M1. Directly override the parameters via the command line:

python examples/mlp/train_ppol_agent.py --arg value --arg2 value2 ...

where --arg specify the parameter you want to override. For example, --task SafetyAntRun-v0. Note that if you specify --use_default_cfg 1, the script will automatically use the task's default parameters for training. We plan to release more default configs in the future.

M2. Use pre-defined yaml or json or toml configs.

For example, you want to use a different learning-rate and training epochs from our default ones, create a my_cfg.yaml:

task: "SafetyDroneCircle-v0"
epoch: 500
lr: 0.001

Then you can starting training with above parameters by:

python examples/mlp/train_ppol_agent.py --config my_cfg.yaml

where --config specify the path of the configuration parameters.

M3. Inherent the config dataclass in the fsrl/config folder.

For example, you can inherent the PPOLagAgent config by:

from dataclasses import dataclass
from fsrl.config.ppol_cfg import TrainCfg

@dataclass
class MyCfg(TrainCfg):
    task: str = "SafetyDroneCircle-v0"
    epoch: int = 500
    lr: float = 0.001

@pyrallis.wrap()
def train(args: MyCfg):
    ...

Then, you can start training with your own default configs:

python examples/mlp/train_ppol_agent.py

Note that our example scripts support the auto_name feature, meaning that it can automatically compare your specified hyper-parameters with our default ones, and create the experiment name based on the difference. The default training statistics are saved in the logs directory.
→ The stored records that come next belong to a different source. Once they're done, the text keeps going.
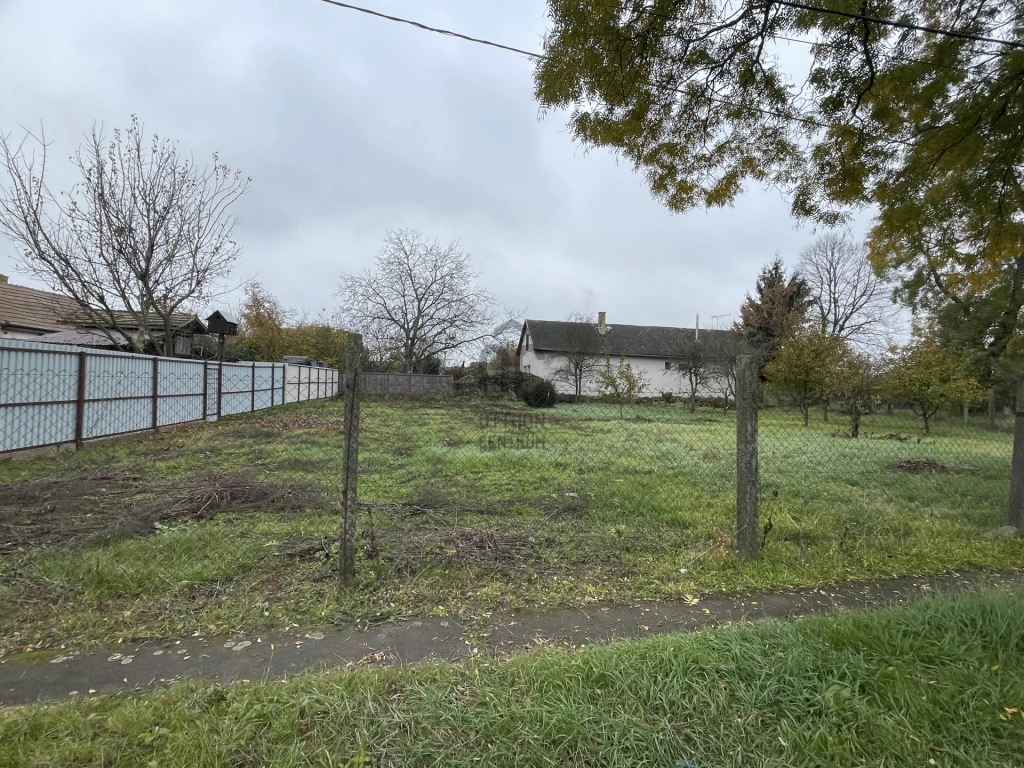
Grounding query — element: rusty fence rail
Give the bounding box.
[0,340,341,456]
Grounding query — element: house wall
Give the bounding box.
[519,347,726,397]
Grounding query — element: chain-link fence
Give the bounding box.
[0,344,1016,648]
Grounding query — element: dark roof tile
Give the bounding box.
[526,319,733,357]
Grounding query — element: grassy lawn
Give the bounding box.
[0,593,1024,768]
[0,393,1024,653]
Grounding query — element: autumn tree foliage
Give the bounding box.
[239,282,346,368]
[881,332,983,434]
[535,0,1024,359]
[765,328,849,427]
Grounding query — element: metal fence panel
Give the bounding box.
[0,339,341,455]
[157,359,206,427]
[0,347,79,452]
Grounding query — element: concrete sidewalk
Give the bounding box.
[0,571,1024,705]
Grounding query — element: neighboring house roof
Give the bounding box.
[0,275,79,334]
[519,319,733,357]
[0,274,206,335]
[37,328,138,349]
[69,309,206,334]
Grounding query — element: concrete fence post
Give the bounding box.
[1007,373,1024,528]
[338,334,362,588]
[736,354,761,560]
[151,356,160,432]
[75,352,88,449]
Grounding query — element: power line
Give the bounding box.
[321,0,828,128]
[768,0,1024,49]
[321,0,544,58]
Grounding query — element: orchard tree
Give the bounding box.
[597,357,650,419]
[0,116,250,355]
[765,329,847,427]
[337,229,504,373]
[673,339,713,414]
[239,282,295,361]
[882,334,983,434]
[535,0,1024,357]
[829,344,878,438]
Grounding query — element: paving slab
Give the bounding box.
[0,571,1024,706]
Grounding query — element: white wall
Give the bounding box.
[519,346,725,397]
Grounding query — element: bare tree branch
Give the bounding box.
[797,231,899,349]
[337,229,498,373]
[0,116,250,355]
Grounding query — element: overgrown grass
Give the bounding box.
[0,401,1024,651]
[0,593,1024,768]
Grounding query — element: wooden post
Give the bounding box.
[1007,373,1024,529]
[75,352,86,449]
[736,354,761,560]
[338,334,362,587]
[153,357,160,432]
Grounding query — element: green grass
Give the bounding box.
[0,401,1024,652]
[0,593,1024,768]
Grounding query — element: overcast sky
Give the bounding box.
[0,0,861,326]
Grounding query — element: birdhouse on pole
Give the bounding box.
[206,310,239,360]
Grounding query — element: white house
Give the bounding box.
[517,312,734,396]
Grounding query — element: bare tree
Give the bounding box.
[0,116,251,354]
[797,231,899,347]
[673,338,712,414]
[337,229,504,373]
[551,312,605,401]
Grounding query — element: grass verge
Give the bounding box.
[0,592,1024,768]
[0,400,1024,654]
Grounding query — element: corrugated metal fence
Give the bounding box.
[0,340,342,455]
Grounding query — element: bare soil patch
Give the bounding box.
[278,457,329,472]
[0,472,321,556]
[892,459,981,475]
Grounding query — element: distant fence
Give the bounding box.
[0,340,341,456]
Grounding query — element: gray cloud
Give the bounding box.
[0,0,872,325]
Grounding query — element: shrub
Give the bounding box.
[522,379,558,408]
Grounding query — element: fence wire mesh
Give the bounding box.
[0,352,1013,648]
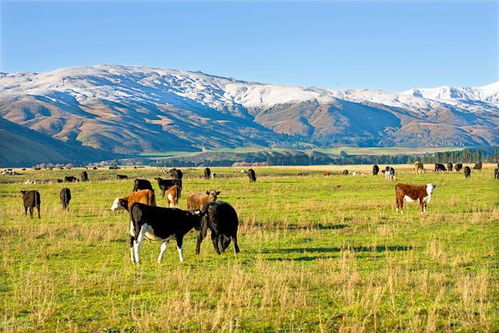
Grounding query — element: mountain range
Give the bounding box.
[0,65,499,163]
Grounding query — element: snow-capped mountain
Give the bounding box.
[0,65,499,153]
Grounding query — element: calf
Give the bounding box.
[21,190,41,218]
[111,190,156,211]
[64,176,79,183]
[133,179,154,192]
[204,168,211,179]
[166,185,180,208]
[248,169,256,183]
[154,177,182,198]
[187,191,220,210]
[59,187,71,210]
[464,166,471,178]
[395,183,436,213]
[434,163,447,172]
[80,171,88,182]
[130,202,203,264]
[196,201,239,254]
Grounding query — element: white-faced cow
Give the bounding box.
[21,190,41,218]
[395,183,436,213]
[59,187,71,210]
[130,203,203,263]
[196,201,239,254]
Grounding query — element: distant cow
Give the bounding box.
[196,201,239,254]
[130,202,203,263]
[80,171,88,182]
[434,163,447,172]
[187,190,220,210]
[59,187,71,210]
[204,168,211,179]
[21,190,41,218]
[414,161,424,173]
[248,169,256,183]
[395,183,436,213]
[464,166,471,178]
[133,179,154,192]
[64,176,79,183]
[166,185,181,208]
[111,190,156,211]
[154,177,182,198]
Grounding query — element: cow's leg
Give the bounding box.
[176,235,184,262]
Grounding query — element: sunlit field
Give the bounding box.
[0,165,499,332]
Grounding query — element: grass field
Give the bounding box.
[0,165,499,332]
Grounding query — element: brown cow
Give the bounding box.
[187,191,220,210]
[395,183,436,213]
[111,190,156,210]
[166,185,182,208]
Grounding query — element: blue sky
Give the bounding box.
[0,0,499,91]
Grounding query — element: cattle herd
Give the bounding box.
[14,162,499,263]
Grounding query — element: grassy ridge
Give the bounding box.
[0,166,499,331]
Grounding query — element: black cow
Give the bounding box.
[130,202,207,263]
[196,201,239,254]
[133,178,154,192]
[248,169,256,183]
[154,177,182,197]
[80,171,88,182]
[59,187,71,209]
[204,168,211,179]
[21,190,41,218]
[464,166,471,178]
[434,163,447,172]
[64,176,79,183]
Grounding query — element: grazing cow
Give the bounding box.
[21,190,41,218]
[247,169,256,183]
[383,166,395,180]
[166,185,181,208]
[395,183,436,213]
[196,201,239,254]
[133,179,154,192]
[80,171,88,182]
[434,163,447,172]
[130,202,204,264]
[414,161,424,173]
[111,190,156,211]
[187,190,220,210]
[154,177,182,198]
[59,187,71,210]
[464,166,471,178]
[64,176,79,183]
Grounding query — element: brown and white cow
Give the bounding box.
[395,183,436,213]
[111,190,156,210]
[166,185,181,208]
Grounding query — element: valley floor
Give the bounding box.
[0,165,499,332]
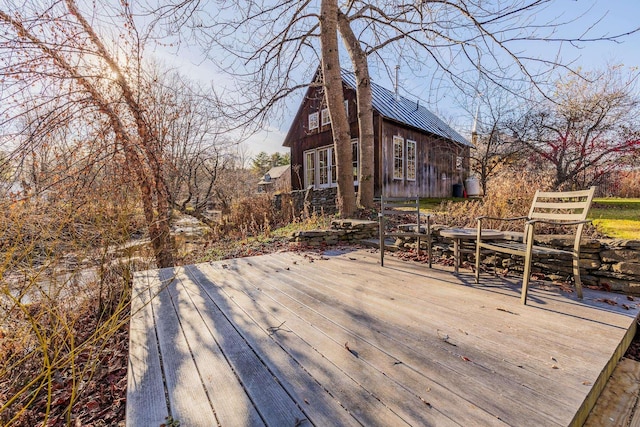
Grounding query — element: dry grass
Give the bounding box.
[433,170,550,231]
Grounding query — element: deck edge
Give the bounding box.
[569,314,640,427]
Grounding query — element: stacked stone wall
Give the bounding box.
[289,219,378,248]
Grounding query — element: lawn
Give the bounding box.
[589,198,640,240]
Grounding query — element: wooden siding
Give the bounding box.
[283,81,469,197]
[283,87,358,190]
[376,120,469,197]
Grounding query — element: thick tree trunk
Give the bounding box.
[338,12,375,208]
[320,0,356,218]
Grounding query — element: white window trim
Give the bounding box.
[303,150,316,188]
[303,143,360,188]
[316,146,338,188]
[406,139,418,181]
[392,135,405,181]
[309,111,318,130]
[352,138,360,186]
[320,108,331,126]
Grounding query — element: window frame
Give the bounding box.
[308,111,320,130]
[320,108,331,126]
[304,150,316,188]
[316,146,337,188]
[351,138,360,186]
[392,135,405,181]
[406,139,418,181]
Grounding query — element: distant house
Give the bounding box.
[283,72,472,197]
[258,165,291,193]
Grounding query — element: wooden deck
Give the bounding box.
[127,250,638,427]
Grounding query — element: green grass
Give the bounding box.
[589,198,640,240]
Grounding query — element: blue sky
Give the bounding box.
[162,0,640,154]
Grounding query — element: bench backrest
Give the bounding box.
[528,187,596,222]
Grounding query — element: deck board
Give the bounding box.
[127,250,638,426]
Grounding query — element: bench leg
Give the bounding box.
[378,215,384,267]
[520,255,531,305]
[573,254,582,299]
[476,242,480,285]
[453,239,460,274]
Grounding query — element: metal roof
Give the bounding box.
[342,71,473,147]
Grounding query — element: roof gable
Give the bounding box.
[342,70,473,147]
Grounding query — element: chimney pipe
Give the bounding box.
[395,65,400,101]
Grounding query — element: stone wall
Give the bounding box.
[291,187,338,217]
[428,232,640,294]
[289,219,378,248]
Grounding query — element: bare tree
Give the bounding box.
[0,0,173,267]
[320,0,356,217]
[148,0,637,214]
[510,67,640,189]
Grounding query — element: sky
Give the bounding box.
[159,0,640,155]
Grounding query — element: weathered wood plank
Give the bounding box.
[126,271,168,427]
[176,268,307,426]
[186,265,360,426]
[192,260,406,425]
[204,260,504,426]
[151,268,218,426]
[584,359,640,427]
[249,251,632,427]
[127,250,638,426]
[167,268,266,426]
[225,254,561,425]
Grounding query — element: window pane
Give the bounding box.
[309,112,318,130]
[318,148,330,186]
[407,140,416,181]
[352,138,358,185]
[393,136,404,179]
[304,151,316,187]
[322,108,331,126]
[329,149,338,186]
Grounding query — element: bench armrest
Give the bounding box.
[476,216,529,221]
[527,219,592,225]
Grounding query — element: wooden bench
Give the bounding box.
[476,187,596,304]
[378,197,432,268]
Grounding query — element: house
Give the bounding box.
[258,165,291,193]
[283,71,473,197]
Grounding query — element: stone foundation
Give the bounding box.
[289,219,640,295]
[291,187,338,217]
[289,219,378,248]
[430,231,640,295]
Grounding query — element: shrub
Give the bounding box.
[434,169,551,231]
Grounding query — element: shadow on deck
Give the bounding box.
[127,250,638,426]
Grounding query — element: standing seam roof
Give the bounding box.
[342,71,473,147]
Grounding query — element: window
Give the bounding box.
[321,108,331,126]
[309,111,318,130]
[304,145,359,188]
[393,136,404,179]
[318,148,333,188]
[352,138,359,185]
[304,151,316,188]
[407,139,416,181]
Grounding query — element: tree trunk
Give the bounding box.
[338,12,375,208]
[320,0,356,218]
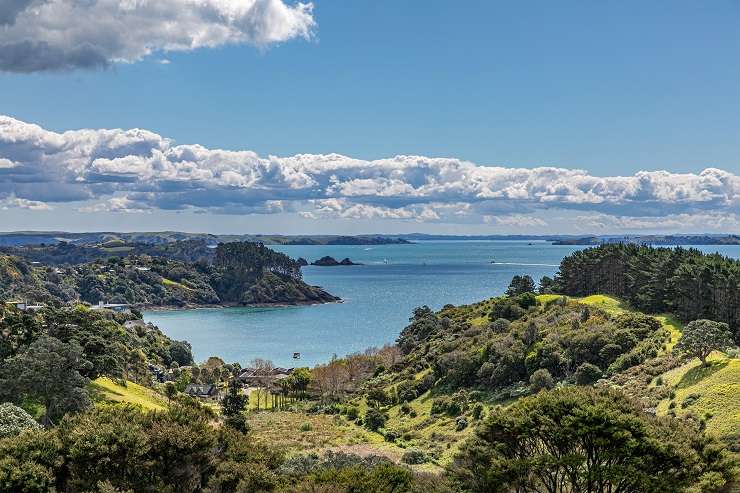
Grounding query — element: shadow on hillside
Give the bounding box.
[676,360,729,389]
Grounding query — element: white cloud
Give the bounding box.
[0,0,315,72]
[0,195,52,211]
[0,116,740,229]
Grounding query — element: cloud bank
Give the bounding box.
[0,0,315,73]
[0,116,740,229]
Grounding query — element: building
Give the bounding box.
[185,383,218,400]
[5,301,44,311]
[90,301,131,313]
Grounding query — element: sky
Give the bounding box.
[0,0,740,234]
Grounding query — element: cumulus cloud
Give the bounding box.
[0,0,315,73]
[0,116,740,229]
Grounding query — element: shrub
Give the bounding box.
[491,318,511,334]
[0,402,39,438]
[224,413,250,433]
[364,409,388,431]
[681,394,701,409]
[383,430,401,442]
[529,368,555,394]
[401,449,429,464]
[347,406,360,421]
[575,363,602,385]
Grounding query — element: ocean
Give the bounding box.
[144,241,740,367]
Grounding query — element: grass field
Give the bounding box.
[89,377,166,411]
[658,353,740,436]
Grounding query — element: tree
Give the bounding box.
[455,387,731,493]
[164,382,177,401]
[506,275,534,297]
[221,379,249,416]
[0,402,39,438]
[575,363,602,385]
[673,320,732,366]
[365,408,388,431]
[0,335,90,426]
[537,276,555,294]
[529,368,555,394]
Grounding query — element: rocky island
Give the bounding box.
[311,255,362,267]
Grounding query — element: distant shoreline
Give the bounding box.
[142,298,344,312]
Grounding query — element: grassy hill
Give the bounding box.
[332,295,740,467]
[88,377,167,411]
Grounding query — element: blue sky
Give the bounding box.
[0,0,740,233]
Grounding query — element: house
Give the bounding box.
[123,319,146,330]
[90,301,131,313]
[185,383,218,400]
[237,366,294,387]
[5,301,44,311]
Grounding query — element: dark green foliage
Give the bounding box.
[555,244,740,336]
[575,363,603,385]
[221,378,249,417]
[529,368,555,394]
[364,408,388,431]
[537,276,555,294]
[0,238,337,306]
[673,320,733,366]
[401,448,429,464]
[0,335,90,426]
[506,275,534,297]
[456,387,731,493]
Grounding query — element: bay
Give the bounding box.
[144,241,740,367]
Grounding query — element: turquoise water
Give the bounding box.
[144,241,740,366]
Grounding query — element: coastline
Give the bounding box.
[139,298,344,312]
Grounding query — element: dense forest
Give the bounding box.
[547,244,740,342]
[0,240,337,306]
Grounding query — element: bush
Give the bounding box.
[575,363,602,385]
[383,430,401,442]
[0,402,39,438]
[364,409,388,431]
[529,368,555,394]
[401,448,429,464]
[491,318,511,334]
[347,406,360,421]
[681,394,701,409]
[224,413,249,433]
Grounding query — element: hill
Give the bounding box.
[0,242,338,307]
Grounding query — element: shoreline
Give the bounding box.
[139,298,344,312]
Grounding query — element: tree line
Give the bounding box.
[552,244,740,341]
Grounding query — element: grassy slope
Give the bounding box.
[89,377,166,411]
[556,295,740,436]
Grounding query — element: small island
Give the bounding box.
[311,255,362,267]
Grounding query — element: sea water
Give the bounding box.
[144,241,740,367]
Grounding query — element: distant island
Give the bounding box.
[0,241,339,308]
[553,235,740,246]
[311,255,362,267]
[0,231,411,246]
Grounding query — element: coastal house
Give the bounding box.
[90,301,131,313]
[185,383,218,400]
[5,301,44,311]
[237,366,294,387]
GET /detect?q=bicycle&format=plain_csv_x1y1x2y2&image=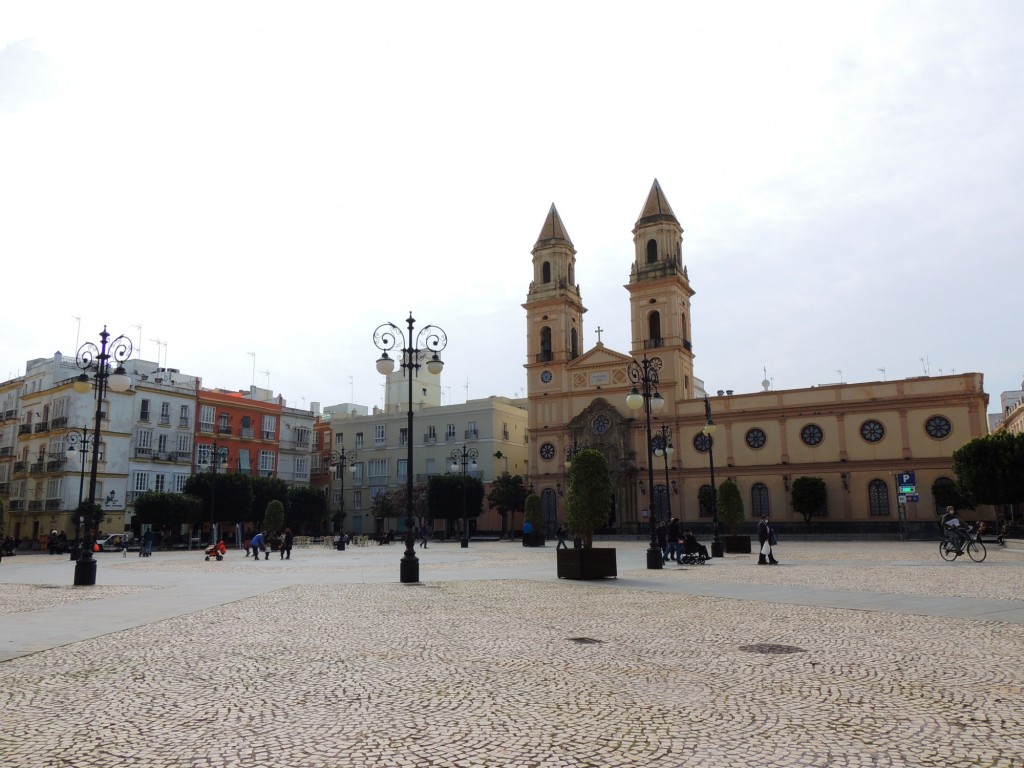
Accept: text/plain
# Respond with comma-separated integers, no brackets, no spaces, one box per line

939,527,988,562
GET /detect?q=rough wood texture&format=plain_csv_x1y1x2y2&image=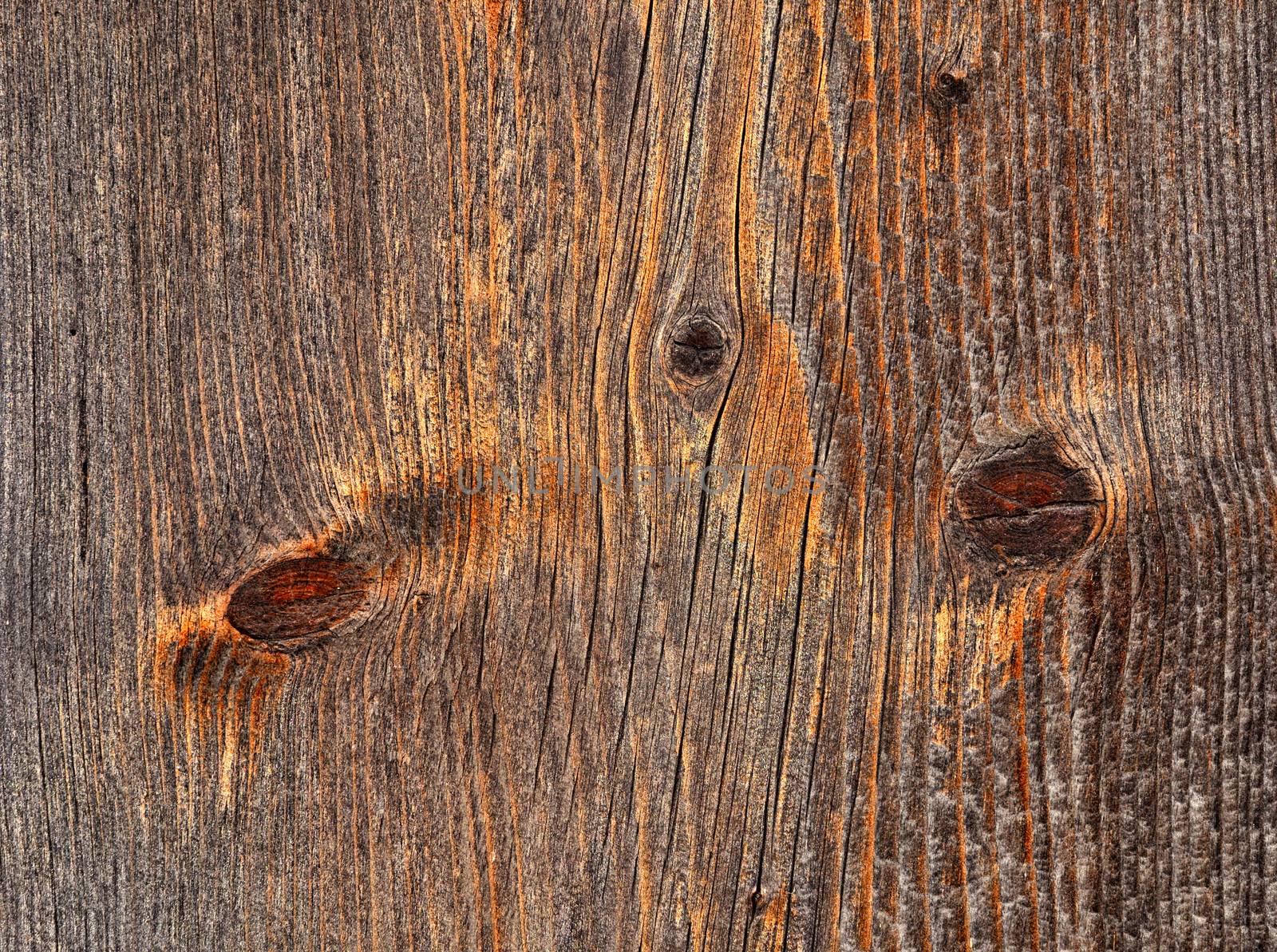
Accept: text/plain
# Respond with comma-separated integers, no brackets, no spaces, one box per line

Training with cutomized networks

While the pre-defined MLP agent is sufficient for solving many existing safe RL benchmarks, for more complex tasks, it may be necessary to customize the value and policy networks. Our modular design supports Tianshou's style training scripts. Example training scripts can be found in the examples/customized folder. For more details on building networks, please refer to Tianshou's tutorial, as our algorithms are mostly compatible with their networks.

Evaluate trained models

To evaluate a trained model, for example, a pre-trained PPOLag model in the logs/exp_name folder, run:

python examples/mlp/eval_ppol_agent.py --path logs/exp_name --eval_episodes 20

It will load the saved config.yaml from logs/exp_name/config.yaml and pre-trained model from logs/exp_name/checkpoint/model.pt, run 20 episodes and print the average reward and cost. If the best model is saved during training, you can evaluate it by setting --best 1.

Related Projects

FSRL is heavily inspired by the Tianshou project. In addition, there are several other remarkable safe RL-related projects:

  • Safety-Gymnasium, a well-maintained and customizable safe RL environments based on Mujoco.
  • Bullet-Safety-Gym, a tuned and fast safe RL environments based on PyBullet.
  • Safe-Multi-Agent-Mujoco, a multi-agent safe RL environments based on Mujoco.
  • Safe-Control-Gym, a learning-based control and RL library with PyBullet.
  • OmniSafe, a well-maintained infrastructural framework for safe RL algorithms.
  • SafePO, another benchmark repository for safe RL algorithms.

Contributing

The main maintainers of this project are: Zuxin Liu, Zijian Guo.

If you have any suggestions or find any bugs, please feel free to submit an issue or a pull request. We welcome contributions from the community!